Monday, 20 April 2009

Camera Obscura 'My Maudlin Career'

I ran a 10k race at the weekend. Clearly this has little to do with Camera Obscura's new LP, except to say that melodies from these songs were bouncing round my head as I ran and at that point I had only listened to the album twice. There are some seriously catchy tunes here!

Camera Obscura's fourth album is a lively mix of upbeat 60s sounding pop tunes and torch ballads. It is an almost perfect 50/50 mix. Lyrically, the album is concerned with matters of the heart, generally the bouncy, upbeat tracks document love arriving and blossoming whilst the ballads are usually 'maudlin' break up songs. Most notably, 'James' is a real heart-on-sleeve tearjerker, sung beautifully by Traceyanne Campbell, and if it is a true story, she pulls no punches. Its a song about what to do when love disappears and whether it is possible to still be friends. The answer seems to be "no". 'Away With Murder' and 'Other Towns And Cities' chart a similar course, mixing sadness with bitterness over swooning strings.

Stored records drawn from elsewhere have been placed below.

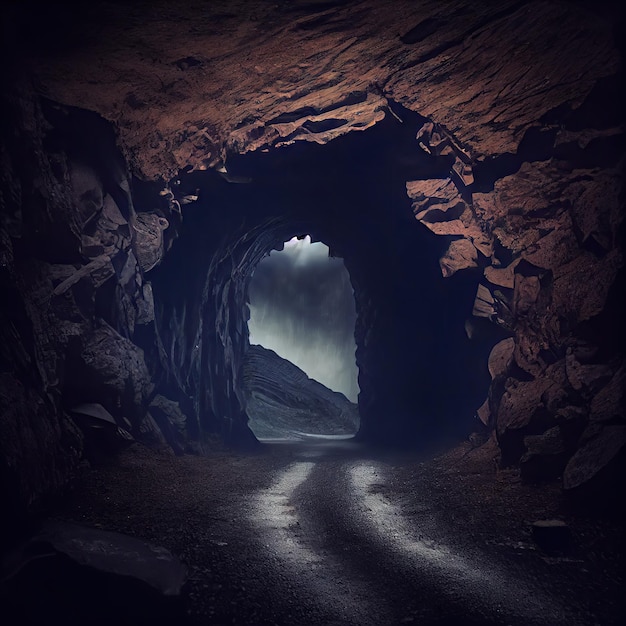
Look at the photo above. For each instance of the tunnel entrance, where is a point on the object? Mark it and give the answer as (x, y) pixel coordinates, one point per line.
(300, 374)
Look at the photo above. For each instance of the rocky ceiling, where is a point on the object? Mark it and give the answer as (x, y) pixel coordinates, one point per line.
(487, 138)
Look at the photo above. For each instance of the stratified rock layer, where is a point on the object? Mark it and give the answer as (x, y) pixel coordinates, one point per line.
(283, 401)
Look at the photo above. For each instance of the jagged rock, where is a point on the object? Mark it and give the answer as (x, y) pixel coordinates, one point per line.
(585, 377)
(283, 400)
(502, 276)
(484, 412)
(545, 456)
(86, 575)
(111, 369)
(500, 357)
(523, 411)
(575, 294)
(440, 207)
(145, 305)
(608, 403)
(460, 255)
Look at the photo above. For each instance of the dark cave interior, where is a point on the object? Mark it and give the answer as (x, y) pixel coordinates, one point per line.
(472, 185)
(413, 355)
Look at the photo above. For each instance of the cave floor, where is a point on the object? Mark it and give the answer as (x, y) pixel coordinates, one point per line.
(333, 533)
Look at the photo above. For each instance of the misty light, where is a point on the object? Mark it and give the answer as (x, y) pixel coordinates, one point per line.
(302, 307)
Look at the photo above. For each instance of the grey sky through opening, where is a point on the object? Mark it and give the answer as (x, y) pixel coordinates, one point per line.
(302, 307)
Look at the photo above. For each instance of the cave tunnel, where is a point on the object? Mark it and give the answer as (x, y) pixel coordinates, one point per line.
(465, 163)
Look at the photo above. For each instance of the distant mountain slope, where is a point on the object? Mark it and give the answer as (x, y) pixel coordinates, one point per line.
(284, 401)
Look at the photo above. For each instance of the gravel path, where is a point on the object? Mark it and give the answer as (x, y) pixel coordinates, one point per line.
(328, 532)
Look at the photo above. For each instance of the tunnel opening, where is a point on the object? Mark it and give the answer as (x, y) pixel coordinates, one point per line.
(420, 377)
(299, 373)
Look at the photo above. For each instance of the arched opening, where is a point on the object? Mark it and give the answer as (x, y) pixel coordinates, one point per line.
(420, 377)
(300, 374)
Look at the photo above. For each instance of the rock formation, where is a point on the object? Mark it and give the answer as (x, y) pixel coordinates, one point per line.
(282, 401)
(481, 144)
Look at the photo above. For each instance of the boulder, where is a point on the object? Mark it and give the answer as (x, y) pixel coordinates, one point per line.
(149, 249)
(86, 575)
(500, 357)
(283, 401)
(111, 370)
(460, 255)
(523, 410)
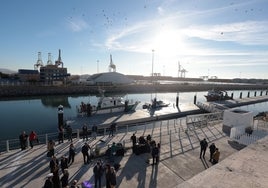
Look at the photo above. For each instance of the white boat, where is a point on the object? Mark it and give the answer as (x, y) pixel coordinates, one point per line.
(107, 105)
(155, 104)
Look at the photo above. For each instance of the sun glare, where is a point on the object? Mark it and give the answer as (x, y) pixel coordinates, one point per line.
(169, 43)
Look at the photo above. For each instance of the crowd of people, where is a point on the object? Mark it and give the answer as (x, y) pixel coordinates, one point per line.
(60, 165)
(214, 151)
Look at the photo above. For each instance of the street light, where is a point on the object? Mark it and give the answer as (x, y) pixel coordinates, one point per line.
(152, 63)
(97, 66)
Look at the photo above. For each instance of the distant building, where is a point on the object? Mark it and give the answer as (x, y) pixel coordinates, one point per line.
(109, 78)
(26, 75)
(53, 75)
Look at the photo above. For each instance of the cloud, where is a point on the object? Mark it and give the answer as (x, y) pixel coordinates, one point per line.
(76, 24)
(246, 33)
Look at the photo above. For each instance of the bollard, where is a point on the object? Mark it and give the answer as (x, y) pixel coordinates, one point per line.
(170, 144)
(195, 99)
(46, 139)
(78, 132)
(7, 146)
(60, 116)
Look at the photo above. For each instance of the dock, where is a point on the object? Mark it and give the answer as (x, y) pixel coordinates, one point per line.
(217, 106)
(179, 164)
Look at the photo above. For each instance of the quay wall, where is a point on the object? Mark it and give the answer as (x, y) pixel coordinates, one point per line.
(32, 90)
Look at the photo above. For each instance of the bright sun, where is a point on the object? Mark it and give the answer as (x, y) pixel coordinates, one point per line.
(168, 43)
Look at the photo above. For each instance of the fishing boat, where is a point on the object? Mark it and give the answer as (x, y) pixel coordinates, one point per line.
(155, 104)
(107, 105)
(217, 95)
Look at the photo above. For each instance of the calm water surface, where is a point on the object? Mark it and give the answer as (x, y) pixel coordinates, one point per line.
(41, 114)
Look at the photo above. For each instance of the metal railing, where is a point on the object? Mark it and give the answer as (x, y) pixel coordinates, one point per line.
(12, 144)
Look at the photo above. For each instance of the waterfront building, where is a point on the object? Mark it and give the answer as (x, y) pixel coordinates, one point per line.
(54, 74)
(27, 75)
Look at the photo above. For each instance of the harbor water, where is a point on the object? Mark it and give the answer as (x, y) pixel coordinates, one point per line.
(41, 114)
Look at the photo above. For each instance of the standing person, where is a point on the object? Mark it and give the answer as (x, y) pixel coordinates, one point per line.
(112, 178)
(71, 153)
(112, 129)
(97, 170)
(53, 164)
(50, 148)
(94, 131)
(133, 138)
(23, 140)
(69, 131)
(203, 145)
(216, 156)
(85, 149)
(63, 163)
(155, 154)
(61, 135)
(85, 132)
(33, 137)
(108, 175)
(65, 179)
(49, 182)
(212, 149)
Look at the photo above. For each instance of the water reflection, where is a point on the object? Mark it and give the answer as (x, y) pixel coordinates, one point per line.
(55, 101)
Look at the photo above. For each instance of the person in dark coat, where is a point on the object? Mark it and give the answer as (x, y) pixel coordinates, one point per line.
(23, 140)
(97, 170)
(49, 182)
(155, 154)
(63, 163)
(212, 149)
(61, 135)
(203, 145)
(85, 149)
(85, 132)
(94, 131)
(65, 179)
(71, 153)
(112, 129)
(69, 131)
(53, 164)
(108, 175)
(112, 178)
(33, 137)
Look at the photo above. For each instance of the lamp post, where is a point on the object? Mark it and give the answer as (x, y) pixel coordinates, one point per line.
(152, 64)
(97, 66)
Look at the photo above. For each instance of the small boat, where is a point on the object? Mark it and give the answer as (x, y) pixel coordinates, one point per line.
(217, 95)
(155, 104)
(107, 105)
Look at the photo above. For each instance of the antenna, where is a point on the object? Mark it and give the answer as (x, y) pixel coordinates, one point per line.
(39, 62)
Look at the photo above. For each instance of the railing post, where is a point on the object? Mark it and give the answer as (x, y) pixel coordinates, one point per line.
(46, 139)
(28, 142)
(78, 136)
(170, 144)
(7, 145)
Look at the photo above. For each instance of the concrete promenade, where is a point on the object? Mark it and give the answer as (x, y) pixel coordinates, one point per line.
(179, 158)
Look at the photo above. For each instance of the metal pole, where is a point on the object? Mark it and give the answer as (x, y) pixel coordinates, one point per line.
(152, 64)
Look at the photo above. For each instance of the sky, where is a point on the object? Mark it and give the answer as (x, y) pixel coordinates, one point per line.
(226, 39)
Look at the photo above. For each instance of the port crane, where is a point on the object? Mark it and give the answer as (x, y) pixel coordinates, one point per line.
(181, 71)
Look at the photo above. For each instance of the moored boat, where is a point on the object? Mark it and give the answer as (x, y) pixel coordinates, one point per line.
(107, 105)
(217, 95)
(155, 104)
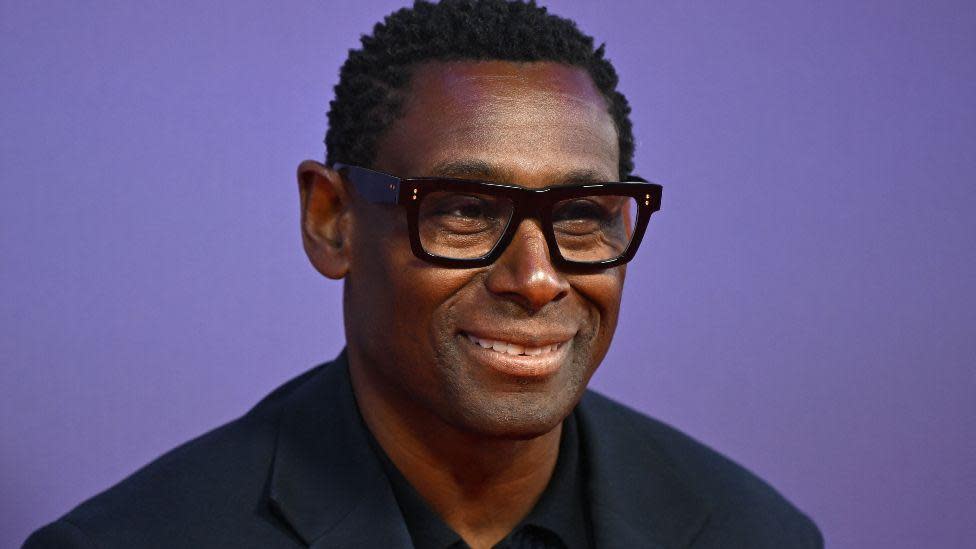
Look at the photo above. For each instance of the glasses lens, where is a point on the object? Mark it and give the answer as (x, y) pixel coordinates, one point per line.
(594, 228)
(462, 225)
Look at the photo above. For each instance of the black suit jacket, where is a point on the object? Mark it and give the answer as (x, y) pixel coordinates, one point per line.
(298, 470)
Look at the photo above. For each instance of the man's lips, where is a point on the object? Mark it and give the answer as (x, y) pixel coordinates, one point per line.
(514, 349)
(524, 357)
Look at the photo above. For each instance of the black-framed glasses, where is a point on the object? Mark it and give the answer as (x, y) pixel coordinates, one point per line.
(467, 223)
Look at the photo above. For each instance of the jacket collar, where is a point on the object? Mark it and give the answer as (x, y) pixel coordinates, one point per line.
(639, 497)
(325, 480)
(329, 485)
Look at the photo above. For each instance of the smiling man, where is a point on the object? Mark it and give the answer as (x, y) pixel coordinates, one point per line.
(479, 204)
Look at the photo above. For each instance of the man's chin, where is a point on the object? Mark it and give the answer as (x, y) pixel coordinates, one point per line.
(517, 417)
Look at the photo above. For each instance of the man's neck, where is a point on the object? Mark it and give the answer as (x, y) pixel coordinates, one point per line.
(481, 486)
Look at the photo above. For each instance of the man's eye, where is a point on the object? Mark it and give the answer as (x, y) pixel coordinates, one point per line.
(579, 210)
(469, 208)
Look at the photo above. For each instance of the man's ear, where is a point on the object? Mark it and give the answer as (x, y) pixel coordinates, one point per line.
(325, 218)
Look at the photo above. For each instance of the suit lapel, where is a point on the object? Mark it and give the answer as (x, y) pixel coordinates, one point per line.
(638, 495)
(326, 481)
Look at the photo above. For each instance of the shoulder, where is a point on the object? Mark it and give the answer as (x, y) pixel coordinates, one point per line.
(742, 507)
(210, 486)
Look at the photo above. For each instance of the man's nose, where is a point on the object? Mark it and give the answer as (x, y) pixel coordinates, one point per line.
(524, 273)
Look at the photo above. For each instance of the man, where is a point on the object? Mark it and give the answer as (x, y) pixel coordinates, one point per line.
(478, 202)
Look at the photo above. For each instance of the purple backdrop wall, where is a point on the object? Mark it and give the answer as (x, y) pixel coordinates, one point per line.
(804, 302)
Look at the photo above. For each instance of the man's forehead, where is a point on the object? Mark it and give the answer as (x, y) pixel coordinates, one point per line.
(497, 119)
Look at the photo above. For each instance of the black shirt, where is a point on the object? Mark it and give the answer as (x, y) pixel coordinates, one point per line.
(559, 520)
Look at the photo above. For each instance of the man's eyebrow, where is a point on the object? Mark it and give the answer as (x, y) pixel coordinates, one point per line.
(472, 169)
(479, 169)
(583, 176)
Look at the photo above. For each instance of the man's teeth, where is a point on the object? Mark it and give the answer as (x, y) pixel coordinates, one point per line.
(511, 348)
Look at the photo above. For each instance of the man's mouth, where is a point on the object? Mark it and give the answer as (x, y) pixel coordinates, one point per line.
(513, 349)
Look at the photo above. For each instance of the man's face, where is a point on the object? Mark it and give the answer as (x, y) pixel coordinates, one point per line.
(413, 327)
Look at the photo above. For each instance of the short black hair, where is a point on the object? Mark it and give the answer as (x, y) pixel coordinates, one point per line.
(373, 80)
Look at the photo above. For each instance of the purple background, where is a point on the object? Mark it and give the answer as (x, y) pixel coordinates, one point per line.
(804, 302)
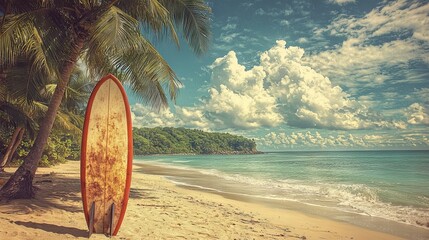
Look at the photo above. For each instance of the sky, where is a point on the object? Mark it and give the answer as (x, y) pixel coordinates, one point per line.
(306, 75)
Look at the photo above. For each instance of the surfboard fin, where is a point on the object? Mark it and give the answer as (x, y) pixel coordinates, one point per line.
(91, 218)
(112, 216)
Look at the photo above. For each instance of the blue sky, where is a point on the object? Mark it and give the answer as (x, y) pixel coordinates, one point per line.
(307, 75)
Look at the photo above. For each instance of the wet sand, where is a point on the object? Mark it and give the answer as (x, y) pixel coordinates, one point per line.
(159, 209)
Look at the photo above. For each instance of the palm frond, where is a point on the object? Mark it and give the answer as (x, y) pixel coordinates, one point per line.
(152, 16)
(127, 54)
(193, 16)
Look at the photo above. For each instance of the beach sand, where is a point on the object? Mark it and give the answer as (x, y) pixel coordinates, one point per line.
(158, 209)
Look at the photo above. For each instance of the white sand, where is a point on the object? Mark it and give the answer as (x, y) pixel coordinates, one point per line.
(158, 209)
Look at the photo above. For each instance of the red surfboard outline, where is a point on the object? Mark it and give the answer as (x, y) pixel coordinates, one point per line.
(130, 150)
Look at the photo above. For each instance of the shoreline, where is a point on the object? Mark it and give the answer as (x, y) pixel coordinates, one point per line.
(159, 209)
(197, 181)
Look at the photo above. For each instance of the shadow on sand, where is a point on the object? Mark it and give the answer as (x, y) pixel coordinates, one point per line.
(54, 228)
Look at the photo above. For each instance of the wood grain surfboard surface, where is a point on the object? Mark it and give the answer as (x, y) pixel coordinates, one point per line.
(106, 155)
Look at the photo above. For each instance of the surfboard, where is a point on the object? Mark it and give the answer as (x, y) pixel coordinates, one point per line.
(106, 157)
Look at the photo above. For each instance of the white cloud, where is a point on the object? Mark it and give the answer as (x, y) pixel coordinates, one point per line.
(418, 114)
(302, 40)
(306, 98)
(144, 116)
(315, 139)
(390, 35)
(284, 23)
(229, 26)
(341, 2)
(238, 98)
(228, 38)
(280, 90)
(340, 140)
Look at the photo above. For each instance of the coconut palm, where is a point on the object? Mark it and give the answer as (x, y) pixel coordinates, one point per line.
(107, 36)
(22, 113)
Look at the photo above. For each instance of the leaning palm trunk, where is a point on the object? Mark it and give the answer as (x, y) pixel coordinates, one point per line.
(108, 34)
(20, 185)
(14, 143)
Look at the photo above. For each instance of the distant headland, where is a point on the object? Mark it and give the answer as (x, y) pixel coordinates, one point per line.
(168, 140)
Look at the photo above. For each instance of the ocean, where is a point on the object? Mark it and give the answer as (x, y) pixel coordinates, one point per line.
(392, 185)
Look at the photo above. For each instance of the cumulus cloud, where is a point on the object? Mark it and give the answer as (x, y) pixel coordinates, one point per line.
(280, 90)
(332, 140)
(144, 116)
(375, 41)
(238, 98)
(341, 2)
(306, 98)
(315, 139)
(417, 114)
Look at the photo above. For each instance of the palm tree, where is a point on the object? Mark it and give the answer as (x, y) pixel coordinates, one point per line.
(107, 36)
(22, 112)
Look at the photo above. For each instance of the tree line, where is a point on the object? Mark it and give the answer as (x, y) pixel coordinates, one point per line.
(52, 38)
(170, 140)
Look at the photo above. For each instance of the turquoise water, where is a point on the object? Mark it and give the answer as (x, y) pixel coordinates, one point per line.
(389, 184)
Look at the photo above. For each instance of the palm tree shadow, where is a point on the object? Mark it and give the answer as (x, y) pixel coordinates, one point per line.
(76, 232)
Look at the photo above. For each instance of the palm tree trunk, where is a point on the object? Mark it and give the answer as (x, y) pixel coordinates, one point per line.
(16, 145)
(20, 184)
(9, 148)
(15, 141)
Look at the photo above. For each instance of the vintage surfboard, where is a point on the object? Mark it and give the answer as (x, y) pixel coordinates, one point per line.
(106, 157)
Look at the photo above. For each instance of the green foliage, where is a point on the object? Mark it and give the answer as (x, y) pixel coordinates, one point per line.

Elsewhere though, 'My Maudlin Career' is full of joyful, vibrant sounds. 'French Navy' is a stirring, buoyant account of falling in love and 'Swans' is just the catchiest thing you will ever hear; a song extolling the virtues of travelling the world, with more than one catchy melody and a central one that sounds like it should be used as the theme to a kids tv show.

The downbeat ballads probably just about hold sway, meaning that the record has a predominant sense of melancholy with fleeting glimpses of joy. The music is lush throughout though, the strings and rich vocals give the record a cinematic sound and it feels like a throwback to the music of the 60s. It feels good and it sounds great.